“Muhakkak, o küfredenler, O Allâh’ın yolundan ve ken-disi(ni ziyâret)te yerli, misafir insanları müsâvî kıldığımız Mescid-i Harâm’dan alıkoymakta olanları… Kim orada zulm ile ilhâda yeltenirse biz ona pek acıklı bir azâb tattırırız.” (Hacc s. 3)
Allâhü Te’âlâ, kâfirlerle mü’minlerin arasını ayırdıktan sonra hem mukaddes ilân ettiği evin büyüklüğünden, hem de kâfirlerin küfrünün büyüklüğünden bahsederek “İnnellezîne keferû ve yesuddûne an sebîlillâhi” ya’ni; “Habîbim (s.a.v.)’in getirdiklerini inkâr edip O’nun yolundan ve Mescid-i Harâm’dan men’ edenler yok mu?” buyurmuştur. Sanki “Kâfir olanlardan beklenen, onların Allâh (c.c.)’ün yolundan men etmeleridir.” denilmek istenmiştir.
Ebû Alî eI-Fârisî (r.h.) şöyle der: Âyetin takdiri, “Geçmişte inkâr edenlere gelince onlar, şu anda da, alıkoyuyor ve men’ ediyorlar.” şeklindedir ki bu ifâdeyle, “Onların hem şu anda hem de gelecekte yaptıkları şeyler dâhil olur.”
Cenâb-ı Hakk’ın, “Mescid-i Harâm’dan” ifâdesine gelince bu da, “Onlar, o mü’minleri Mescid-i Harâm’dan da alıkoyuyorlar.” demektir.
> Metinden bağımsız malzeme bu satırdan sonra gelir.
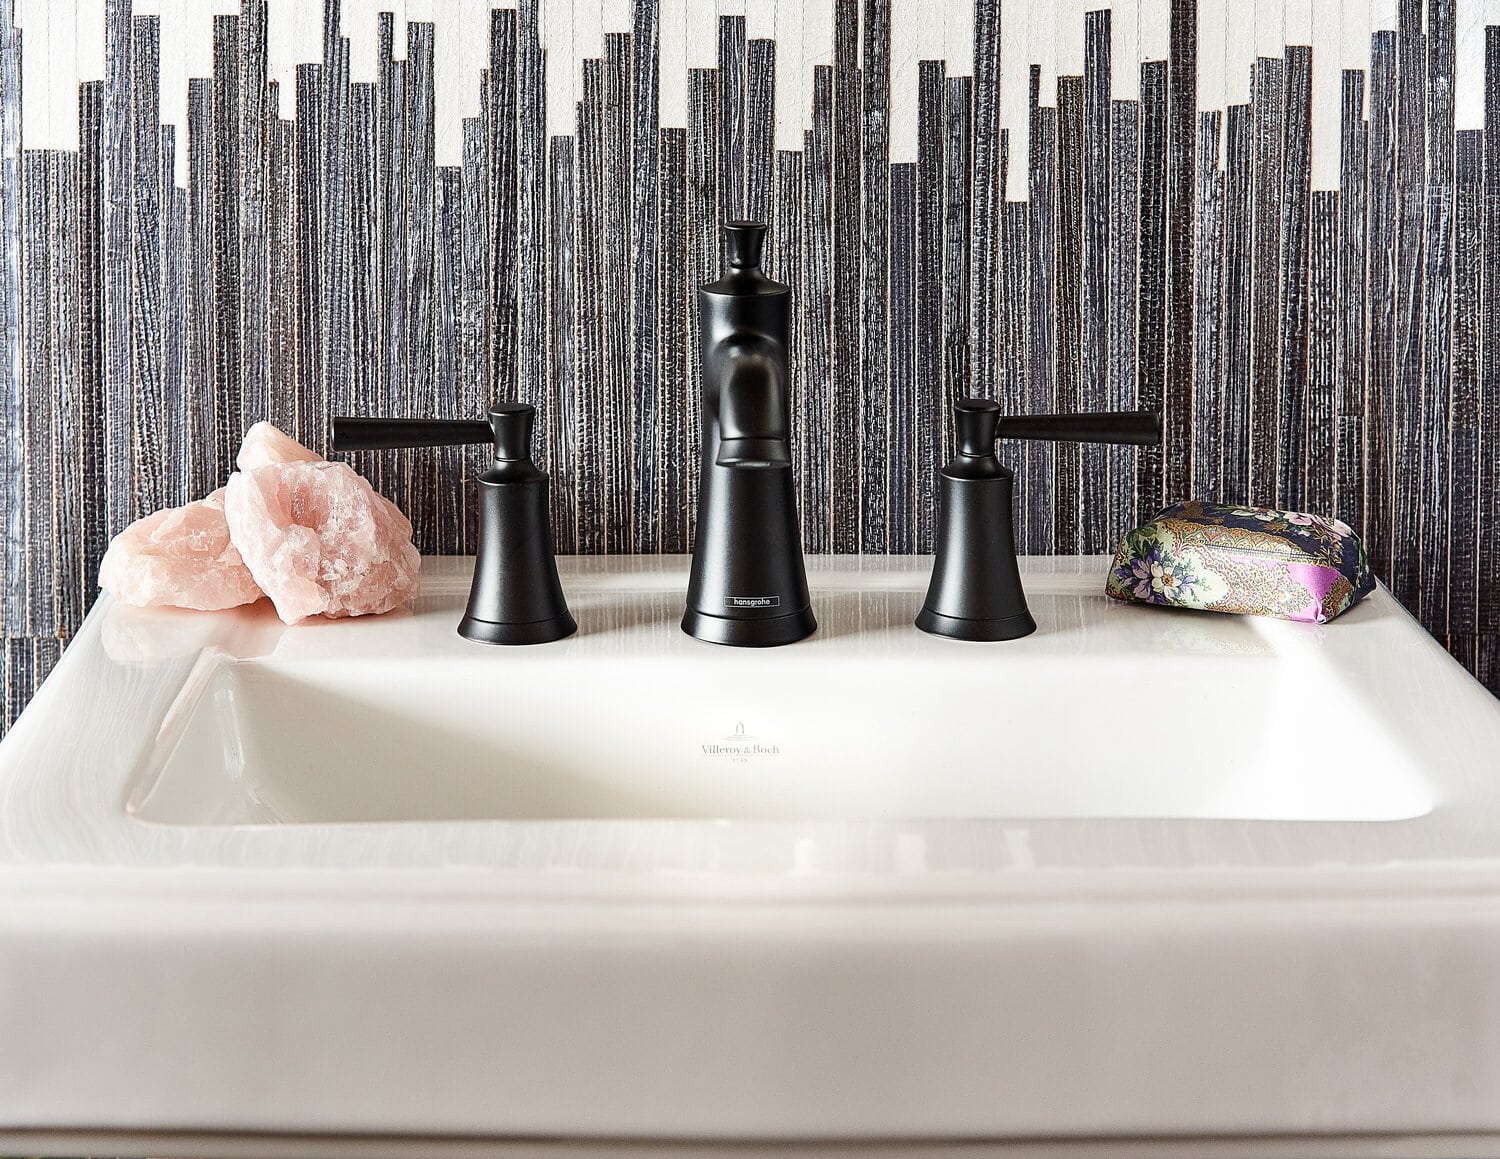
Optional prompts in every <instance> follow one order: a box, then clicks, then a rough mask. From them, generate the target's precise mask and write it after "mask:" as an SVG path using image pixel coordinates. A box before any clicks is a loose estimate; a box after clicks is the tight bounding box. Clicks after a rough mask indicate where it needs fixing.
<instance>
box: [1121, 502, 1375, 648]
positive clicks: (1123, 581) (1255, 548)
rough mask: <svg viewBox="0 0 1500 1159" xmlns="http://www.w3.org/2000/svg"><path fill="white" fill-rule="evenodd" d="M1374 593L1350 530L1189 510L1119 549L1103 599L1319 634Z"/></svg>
mask: <svg viewBox="0 0 1500 1159" xmlns="http://www.w3.org/2000/svg"><path fill="white" fill-rule="evenodd" d="M1374 586H1376V579H1374V576H1373V574H1371V571H1370V562H1368V561H1367V559H1365V547H1364V544H1362V543H1361V541H1359V537H1358V535H1356V534H1355V532H1353V531H1352V529H1350V526H1349V525H1347V523H1343V522H1340V520H1337V519H1325V517H1323V516H1310V514H1302V513H1301V511H1275V510H1272V508H1268V507H1226V505H1221V504H1203V502H1191V501H1190V502H1182V504H1173V505H1172V507H1167V508H1166V510H1163V511H1160V513H1158V514H1157V517H1155V519H1152V520H1151V522H1149V523H1145V525H1143V526H1139V528H1136V529H1134V531H1131V532H1128V534H1127V535H1125V537H1124V538H1122V540H1121V546H1119V550H1116V553H1115V562H1113V564H1112V565H1110V574H1109V579H1107V580H1106V585H1104V591H1106V592H1107V594H1109V595H1112V597H1115V598H1116V600H1128V601H1133V603H1142V604H1167V606H1170V607H1194V609H1200V610H1206V612H1241V613H1251V615H1260V616H1280V618H1281V619H1301V621H1305V622H1308V624H1325V622H1328V621H1331V619H1332V618H1334V616H1337V615H1338V613H1341V612H1346V610H1347V609H1350V607H1353V606H1355V604H1356V603H1359V600H1361V598H1362V597H1365V595H1367V594H1370V592H1371V591H1374Z"/></svg>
“Kendisini ziyarette yerli, misafir insanları müsâvî (eşit) kıldığımız Mescid-i Haram…” ifadesiyle ilgili Ebû Alî el-Fârisî (r.h.): “Biz, o Mescid-i Harâm’ı insanlar için dînî emirlerin îfâ edildiği bir ibâdet mekânı kıldık ki orada insanların yerlisi yabancısı denktir.” der.
Hadîs-i şerîfte vârid olmuştur ki: “Kim, Beytullâh’ı helâl kazançla haccederse, Allâh (c.c.) atmış olduğu her adıma mukabil kendisine yetmiş hasene (sevâb) yazar, yetmiş günâhını siler ve yetmiş derece yükseltir.” Hacc ibâdetinin yapılmasında fırsatların kaçırılmaması ve acele edilmesi gerektiğini te’kîd eden hadîs-i şerîflerden bazıları; “Haccedemezden önce haccediniz; çünkü Beyt iki kerre yıkılmıştır; üçüncüde ise (göğe) kaldırılacaktır.” “Haccedemezden önce haccediniz; yeryüzü onun tarafına gitmenizi (haccetmenizi) engellemeden önce haccediniz.”